Critique : La Rumeur

Thomas Messias | 8 juillet 2009
Thomas Messias | 8 juillet 2009

Alors en fin de carrière, quelque part entre Ben Hur et L'obsédé, William Wyler réalisait cette adaptation de la pièce de Lillian Hellman. À moins que ce ne soit un remake d'Ils étaient trois, autre version ciné de la même pièce, réalisée en 1936 par... Wyler lui-même. Plus moderne et mieux incarné, La rumeur est plus intéressant que l'original, d'autant qu'il est réalisé à une époque où l'homosexualité était encore un tabou mais commençait à faire parler d'elle çà et là. Presque cinquante ans plus tard, on ne peut qu'être frappé par l'aspect très contemporain d'un film dont les thématiques semblent toujours neuves. Avec cependant une grosse différence : même pour le réalisateur, l'homosexualité semble être quelque chose de difficilement admissible et de tout à fait scandaleux. Le traitement de la possible relation lesbienne entre les deux héroïnes est sensiblement le même que celui de la prétendue pédophilie du curé de Doute, sorti cette année. Autres temps, autres moeurs : difficile d'en tenir rigueur à un Wyler qui fournit visiblement de gros efforts pour tenter d'être plus tolérant que son époque.


Plus qu'un plaidoyer pour l'acceptation de l'homosexualité féminine, La rumeur est comme l'indique son titre français une réflexion sur le pouvoir destructeur des on-dit, toute étiquette vaguement honteuse qui vous colle à la peau semblant scellée à vie même après un démenti formel et officiel. Le film montre assez bien comment une simple rumeur peut saccager non seulement la vie des personnes qu'elle concerne directement, mais également celle des membres de l'entourage. Wyler s'intéresse également au mensonge des enfants et à l'escalade que cela entraîne ; cela rappelle la tristement célèbre affaire d'Outreau. À ceci près, rappelons-le une fois encore, qu'il ne s'agit pas ici de pédophilie, mais de lesbianisme... Mais le mécanisme du mensonge et de la manipulation est le même.

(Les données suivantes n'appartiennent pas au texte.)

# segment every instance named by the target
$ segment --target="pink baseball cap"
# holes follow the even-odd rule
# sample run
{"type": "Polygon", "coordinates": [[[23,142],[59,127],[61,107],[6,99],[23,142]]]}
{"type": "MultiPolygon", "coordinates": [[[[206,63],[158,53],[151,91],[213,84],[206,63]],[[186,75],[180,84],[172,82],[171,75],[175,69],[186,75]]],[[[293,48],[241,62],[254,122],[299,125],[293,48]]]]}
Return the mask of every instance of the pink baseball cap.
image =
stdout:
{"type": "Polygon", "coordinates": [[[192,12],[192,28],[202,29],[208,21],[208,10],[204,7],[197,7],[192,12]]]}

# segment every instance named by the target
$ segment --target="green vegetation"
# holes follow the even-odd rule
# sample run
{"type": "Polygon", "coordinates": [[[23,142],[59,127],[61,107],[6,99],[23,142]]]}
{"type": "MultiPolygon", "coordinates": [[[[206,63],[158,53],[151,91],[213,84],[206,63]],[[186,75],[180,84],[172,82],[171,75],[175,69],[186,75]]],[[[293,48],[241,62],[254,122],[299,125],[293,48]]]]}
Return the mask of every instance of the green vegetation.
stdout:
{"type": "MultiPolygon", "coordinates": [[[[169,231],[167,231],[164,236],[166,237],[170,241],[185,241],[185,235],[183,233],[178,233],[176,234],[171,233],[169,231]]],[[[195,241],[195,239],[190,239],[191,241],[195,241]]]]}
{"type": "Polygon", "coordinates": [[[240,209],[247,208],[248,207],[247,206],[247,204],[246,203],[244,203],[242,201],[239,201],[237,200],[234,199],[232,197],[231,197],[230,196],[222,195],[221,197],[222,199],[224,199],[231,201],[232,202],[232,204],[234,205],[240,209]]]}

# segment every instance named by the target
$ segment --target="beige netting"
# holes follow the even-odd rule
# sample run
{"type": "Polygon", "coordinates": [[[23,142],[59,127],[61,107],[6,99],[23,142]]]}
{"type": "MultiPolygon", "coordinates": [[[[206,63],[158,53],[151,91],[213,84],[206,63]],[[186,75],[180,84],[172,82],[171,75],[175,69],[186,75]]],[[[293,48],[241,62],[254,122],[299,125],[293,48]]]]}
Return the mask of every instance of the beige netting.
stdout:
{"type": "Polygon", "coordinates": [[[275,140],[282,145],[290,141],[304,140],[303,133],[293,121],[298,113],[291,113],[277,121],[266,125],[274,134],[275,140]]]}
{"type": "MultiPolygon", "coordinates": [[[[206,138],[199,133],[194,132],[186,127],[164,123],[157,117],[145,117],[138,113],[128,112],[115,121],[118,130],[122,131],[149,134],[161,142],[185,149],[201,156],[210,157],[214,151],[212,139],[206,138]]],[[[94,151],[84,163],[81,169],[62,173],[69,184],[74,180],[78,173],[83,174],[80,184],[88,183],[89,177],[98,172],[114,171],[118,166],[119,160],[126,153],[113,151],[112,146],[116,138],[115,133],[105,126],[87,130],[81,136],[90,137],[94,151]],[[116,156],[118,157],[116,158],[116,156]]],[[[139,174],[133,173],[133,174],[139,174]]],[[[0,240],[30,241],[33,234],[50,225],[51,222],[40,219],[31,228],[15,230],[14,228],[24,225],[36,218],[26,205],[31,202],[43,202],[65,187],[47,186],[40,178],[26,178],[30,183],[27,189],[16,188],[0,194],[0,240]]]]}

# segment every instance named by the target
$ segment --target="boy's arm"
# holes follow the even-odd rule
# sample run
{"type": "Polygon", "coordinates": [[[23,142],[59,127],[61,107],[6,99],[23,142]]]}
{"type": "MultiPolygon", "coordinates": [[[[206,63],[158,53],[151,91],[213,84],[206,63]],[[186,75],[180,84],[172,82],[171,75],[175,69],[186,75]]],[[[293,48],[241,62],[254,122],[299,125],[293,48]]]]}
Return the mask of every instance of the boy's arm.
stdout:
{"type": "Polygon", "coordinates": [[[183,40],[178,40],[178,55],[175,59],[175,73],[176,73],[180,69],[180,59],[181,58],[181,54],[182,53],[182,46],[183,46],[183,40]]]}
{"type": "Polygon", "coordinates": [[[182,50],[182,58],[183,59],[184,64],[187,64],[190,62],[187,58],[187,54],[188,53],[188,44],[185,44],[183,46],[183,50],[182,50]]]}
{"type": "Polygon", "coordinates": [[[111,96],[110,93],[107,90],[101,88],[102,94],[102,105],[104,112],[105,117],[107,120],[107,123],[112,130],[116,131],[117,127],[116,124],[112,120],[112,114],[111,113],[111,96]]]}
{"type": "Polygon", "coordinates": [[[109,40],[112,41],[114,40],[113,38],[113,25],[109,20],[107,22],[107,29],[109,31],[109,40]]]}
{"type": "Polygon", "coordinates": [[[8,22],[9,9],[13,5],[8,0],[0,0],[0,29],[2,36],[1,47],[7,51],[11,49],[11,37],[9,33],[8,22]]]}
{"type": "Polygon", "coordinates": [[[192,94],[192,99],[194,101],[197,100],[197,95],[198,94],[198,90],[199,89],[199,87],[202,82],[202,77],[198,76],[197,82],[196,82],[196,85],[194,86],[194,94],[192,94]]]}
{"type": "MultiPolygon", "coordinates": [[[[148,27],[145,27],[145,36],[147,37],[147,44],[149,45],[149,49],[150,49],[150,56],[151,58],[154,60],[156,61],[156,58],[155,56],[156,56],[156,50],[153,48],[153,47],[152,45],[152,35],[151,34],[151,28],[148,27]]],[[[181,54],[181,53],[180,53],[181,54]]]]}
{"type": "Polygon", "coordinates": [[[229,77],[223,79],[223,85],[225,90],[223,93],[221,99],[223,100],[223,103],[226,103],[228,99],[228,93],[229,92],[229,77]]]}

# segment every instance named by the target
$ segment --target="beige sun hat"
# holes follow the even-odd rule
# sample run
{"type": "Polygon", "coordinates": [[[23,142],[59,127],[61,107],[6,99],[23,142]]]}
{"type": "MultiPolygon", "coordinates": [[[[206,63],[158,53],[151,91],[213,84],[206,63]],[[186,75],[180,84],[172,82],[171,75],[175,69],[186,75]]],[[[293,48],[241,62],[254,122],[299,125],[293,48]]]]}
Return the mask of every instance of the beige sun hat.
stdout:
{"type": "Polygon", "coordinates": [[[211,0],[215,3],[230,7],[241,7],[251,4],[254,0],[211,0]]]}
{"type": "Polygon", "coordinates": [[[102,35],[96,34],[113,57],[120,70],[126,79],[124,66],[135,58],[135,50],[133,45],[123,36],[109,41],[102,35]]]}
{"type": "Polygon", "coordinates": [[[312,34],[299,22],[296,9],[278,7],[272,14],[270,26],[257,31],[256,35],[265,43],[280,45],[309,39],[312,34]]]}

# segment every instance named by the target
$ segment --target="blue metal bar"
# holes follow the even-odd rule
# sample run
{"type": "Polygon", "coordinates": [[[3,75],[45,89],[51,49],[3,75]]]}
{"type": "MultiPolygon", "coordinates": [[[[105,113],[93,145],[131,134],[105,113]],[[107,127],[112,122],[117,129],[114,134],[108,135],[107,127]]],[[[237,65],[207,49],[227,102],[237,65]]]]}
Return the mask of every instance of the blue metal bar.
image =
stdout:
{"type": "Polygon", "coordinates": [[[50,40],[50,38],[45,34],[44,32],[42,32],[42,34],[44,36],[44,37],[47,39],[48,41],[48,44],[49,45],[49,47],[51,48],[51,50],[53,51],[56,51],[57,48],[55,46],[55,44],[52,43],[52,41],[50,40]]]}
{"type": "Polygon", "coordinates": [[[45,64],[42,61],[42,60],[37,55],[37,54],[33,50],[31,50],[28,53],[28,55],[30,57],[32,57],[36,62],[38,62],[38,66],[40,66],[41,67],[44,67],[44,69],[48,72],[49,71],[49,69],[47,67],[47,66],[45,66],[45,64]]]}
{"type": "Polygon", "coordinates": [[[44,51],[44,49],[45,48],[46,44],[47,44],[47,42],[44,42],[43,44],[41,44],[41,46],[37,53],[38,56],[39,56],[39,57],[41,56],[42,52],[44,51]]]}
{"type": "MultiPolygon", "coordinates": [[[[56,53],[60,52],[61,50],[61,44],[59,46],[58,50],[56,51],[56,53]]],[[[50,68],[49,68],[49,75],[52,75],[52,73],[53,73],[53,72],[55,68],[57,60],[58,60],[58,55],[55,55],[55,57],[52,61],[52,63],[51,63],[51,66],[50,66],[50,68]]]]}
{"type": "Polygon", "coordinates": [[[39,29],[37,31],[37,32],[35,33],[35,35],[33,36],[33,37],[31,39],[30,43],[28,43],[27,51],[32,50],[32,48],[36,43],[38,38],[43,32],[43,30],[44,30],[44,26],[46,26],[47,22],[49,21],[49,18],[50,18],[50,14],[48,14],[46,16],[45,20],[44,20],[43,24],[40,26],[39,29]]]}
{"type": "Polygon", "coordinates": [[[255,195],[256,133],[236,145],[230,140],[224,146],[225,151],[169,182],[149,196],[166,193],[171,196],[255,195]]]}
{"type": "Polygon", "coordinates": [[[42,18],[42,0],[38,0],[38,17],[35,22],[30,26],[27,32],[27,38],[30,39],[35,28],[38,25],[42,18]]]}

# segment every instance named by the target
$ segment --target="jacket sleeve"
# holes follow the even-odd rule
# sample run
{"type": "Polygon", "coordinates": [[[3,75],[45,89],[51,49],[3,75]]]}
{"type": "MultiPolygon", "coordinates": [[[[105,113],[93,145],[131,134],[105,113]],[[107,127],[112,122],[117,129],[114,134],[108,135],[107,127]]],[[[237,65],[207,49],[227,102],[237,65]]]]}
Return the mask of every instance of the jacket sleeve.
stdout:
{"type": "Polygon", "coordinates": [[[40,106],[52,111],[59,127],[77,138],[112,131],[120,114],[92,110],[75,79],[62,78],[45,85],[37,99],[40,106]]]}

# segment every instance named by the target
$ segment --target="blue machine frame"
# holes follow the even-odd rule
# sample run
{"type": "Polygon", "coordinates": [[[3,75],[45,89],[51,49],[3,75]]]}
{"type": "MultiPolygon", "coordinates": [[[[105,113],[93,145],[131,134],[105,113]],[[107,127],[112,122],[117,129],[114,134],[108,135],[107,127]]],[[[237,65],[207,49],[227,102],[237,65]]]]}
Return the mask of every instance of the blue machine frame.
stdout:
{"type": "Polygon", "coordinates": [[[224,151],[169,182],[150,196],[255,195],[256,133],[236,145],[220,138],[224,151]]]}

Ce qui manque au film pour avoir l'étoffe d'un classique et d'un inestimable document d'époque sur un sujet moins tabou aujourd'hui, c'est que William Wyler n'est pas parvenu à déthéâtraliser l'intrigue. Certaines ficelles sans doute acceptables sur les planches apparaissent semblent ici bien trop grosses. Un exemple ? Parmi les deux petites filles qui lancent la fameuse rumeur à propos des directrices de leur école, l'une est la meneuse et l'autre est une simple suiveuse, apeurée par sa camarade. Lorsque la suiveuse est interrogée (par les "suspectes", ce qui n'est déjà pas très crédible), c'est en présence de la meneuse, qui se place dans son axe pour lui offrir le regard le plus menaçant qui soit. Comment croire que cela se déroulerait ainsi dans la réalité ? Truffé de petites approximations comme celle-ci, plombé par une fin prévisible et inutilement longue, La rumeur est au bout du compte une pilule difficile à avaler, même si les prestations d'Audrey Hepburn et surtout Shirley MacLaine sont absolument admirables et sauvent le film à plus d'une reprise.